Planking began at the solid ice channels and proceeded  strake by strake (tier by tier), following the
plan I had devised. Terror has an extremely bluff bow, and care had to be taken here. While spiling
would be preferred, I am constantly worried about my wood supply and used a technique taught
by Chuck Passaro. It worked very well, despite planking in scale thickness (here 4").

The port side, after a coat of Minwax Wipe on Poly. Note the bottom
strake is left untreated so that I can glue the ice channel top to it. 

Comparing the symmetry of planking on both sides of the knee. Following
the planking plan and marking off the hull carefully ensures
less variation. 

Terror's bow is so bluff, and the scale plank so thick, that I resorted to using a plank bending tool
to achieve the proper curvature. I dread planking the second layer on the wales, which
are over 9 scale inches thick!  I expect hot water immersion , or hot iron bending,
will be my only option there. 

Planking surrounding the many ports at Terror's bow. 
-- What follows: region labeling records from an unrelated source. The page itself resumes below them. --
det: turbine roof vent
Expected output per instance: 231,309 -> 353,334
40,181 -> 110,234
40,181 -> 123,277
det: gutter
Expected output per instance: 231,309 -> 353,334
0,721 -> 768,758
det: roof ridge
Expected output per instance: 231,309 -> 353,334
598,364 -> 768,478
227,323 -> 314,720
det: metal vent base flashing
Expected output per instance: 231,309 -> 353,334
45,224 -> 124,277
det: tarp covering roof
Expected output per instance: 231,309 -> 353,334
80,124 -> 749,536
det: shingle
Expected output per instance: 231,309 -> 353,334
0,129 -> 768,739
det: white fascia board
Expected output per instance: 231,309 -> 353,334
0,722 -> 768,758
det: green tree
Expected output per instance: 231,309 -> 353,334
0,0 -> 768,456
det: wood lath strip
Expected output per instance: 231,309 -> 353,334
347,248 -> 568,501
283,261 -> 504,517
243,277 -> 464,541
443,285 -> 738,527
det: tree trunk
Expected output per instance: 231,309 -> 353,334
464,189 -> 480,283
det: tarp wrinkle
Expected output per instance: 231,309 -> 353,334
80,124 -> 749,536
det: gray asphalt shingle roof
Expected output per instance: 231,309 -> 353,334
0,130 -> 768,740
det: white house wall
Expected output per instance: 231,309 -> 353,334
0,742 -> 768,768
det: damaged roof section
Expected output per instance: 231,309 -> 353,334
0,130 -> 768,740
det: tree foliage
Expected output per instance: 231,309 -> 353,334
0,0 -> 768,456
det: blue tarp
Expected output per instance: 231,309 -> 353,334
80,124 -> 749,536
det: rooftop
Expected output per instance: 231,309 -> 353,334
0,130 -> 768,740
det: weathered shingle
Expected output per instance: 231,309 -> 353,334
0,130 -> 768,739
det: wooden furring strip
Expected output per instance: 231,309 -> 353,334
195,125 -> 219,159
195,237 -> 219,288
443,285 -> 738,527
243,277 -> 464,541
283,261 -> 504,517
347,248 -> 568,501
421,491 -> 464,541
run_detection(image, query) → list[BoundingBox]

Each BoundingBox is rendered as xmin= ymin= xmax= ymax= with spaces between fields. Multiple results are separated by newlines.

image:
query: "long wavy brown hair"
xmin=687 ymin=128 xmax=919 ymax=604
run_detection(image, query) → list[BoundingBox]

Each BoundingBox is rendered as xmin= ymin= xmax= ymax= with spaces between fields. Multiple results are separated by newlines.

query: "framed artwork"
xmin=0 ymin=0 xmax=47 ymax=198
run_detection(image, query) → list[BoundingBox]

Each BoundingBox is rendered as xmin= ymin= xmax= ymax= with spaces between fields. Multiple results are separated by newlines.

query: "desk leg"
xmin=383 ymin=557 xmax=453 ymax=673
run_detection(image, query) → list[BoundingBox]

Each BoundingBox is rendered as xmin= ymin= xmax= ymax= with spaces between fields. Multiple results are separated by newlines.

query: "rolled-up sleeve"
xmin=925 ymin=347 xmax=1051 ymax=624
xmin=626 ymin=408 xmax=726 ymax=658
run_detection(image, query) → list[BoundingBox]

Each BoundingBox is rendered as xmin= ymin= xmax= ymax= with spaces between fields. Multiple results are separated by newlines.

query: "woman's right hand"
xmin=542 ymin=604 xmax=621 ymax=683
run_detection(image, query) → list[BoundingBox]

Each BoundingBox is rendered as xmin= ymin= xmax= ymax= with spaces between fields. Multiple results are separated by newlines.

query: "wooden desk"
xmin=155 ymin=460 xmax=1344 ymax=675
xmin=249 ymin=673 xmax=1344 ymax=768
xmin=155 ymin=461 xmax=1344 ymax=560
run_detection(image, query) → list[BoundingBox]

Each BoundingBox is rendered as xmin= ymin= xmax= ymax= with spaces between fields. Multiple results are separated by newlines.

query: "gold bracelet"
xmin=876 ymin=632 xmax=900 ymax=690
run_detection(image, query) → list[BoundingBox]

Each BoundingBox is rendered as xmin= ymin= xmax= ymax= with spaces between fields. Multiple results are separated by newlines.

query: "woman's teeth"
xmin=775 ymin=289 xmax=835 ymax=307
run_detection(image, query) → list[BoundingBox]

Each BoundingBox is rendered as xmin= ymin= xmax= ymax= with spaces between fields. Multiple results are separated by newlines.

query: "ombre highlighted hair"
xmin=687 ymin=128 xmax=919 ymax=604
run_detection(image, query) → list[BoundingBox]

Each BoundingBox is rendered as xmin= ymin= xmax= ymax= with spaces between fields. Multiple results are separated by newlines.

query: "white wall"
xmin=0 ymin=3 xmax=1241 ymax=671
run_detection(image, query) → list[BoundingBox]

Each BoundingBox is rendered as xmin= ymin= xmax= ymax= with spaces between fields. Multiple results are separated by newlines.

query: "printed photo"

The planking plan indicated that one plank, in particular, would be very complex.
I measured and marked it off carefully before cutting. 

Installation involved dry fitting, careful sanding, dry fitting again, sanding again, and
repeating constantly until it was acceptable.  



Planking amidships, showing the three plank shift. 




Detail of the chocks after planking. 

The completed planking run on Terror's starboard side. 


The next task in my project will be to frame the stern lights (windows) and install them. Until then, I hope we get to see more images of the real ones from Franklin Expedition 2016.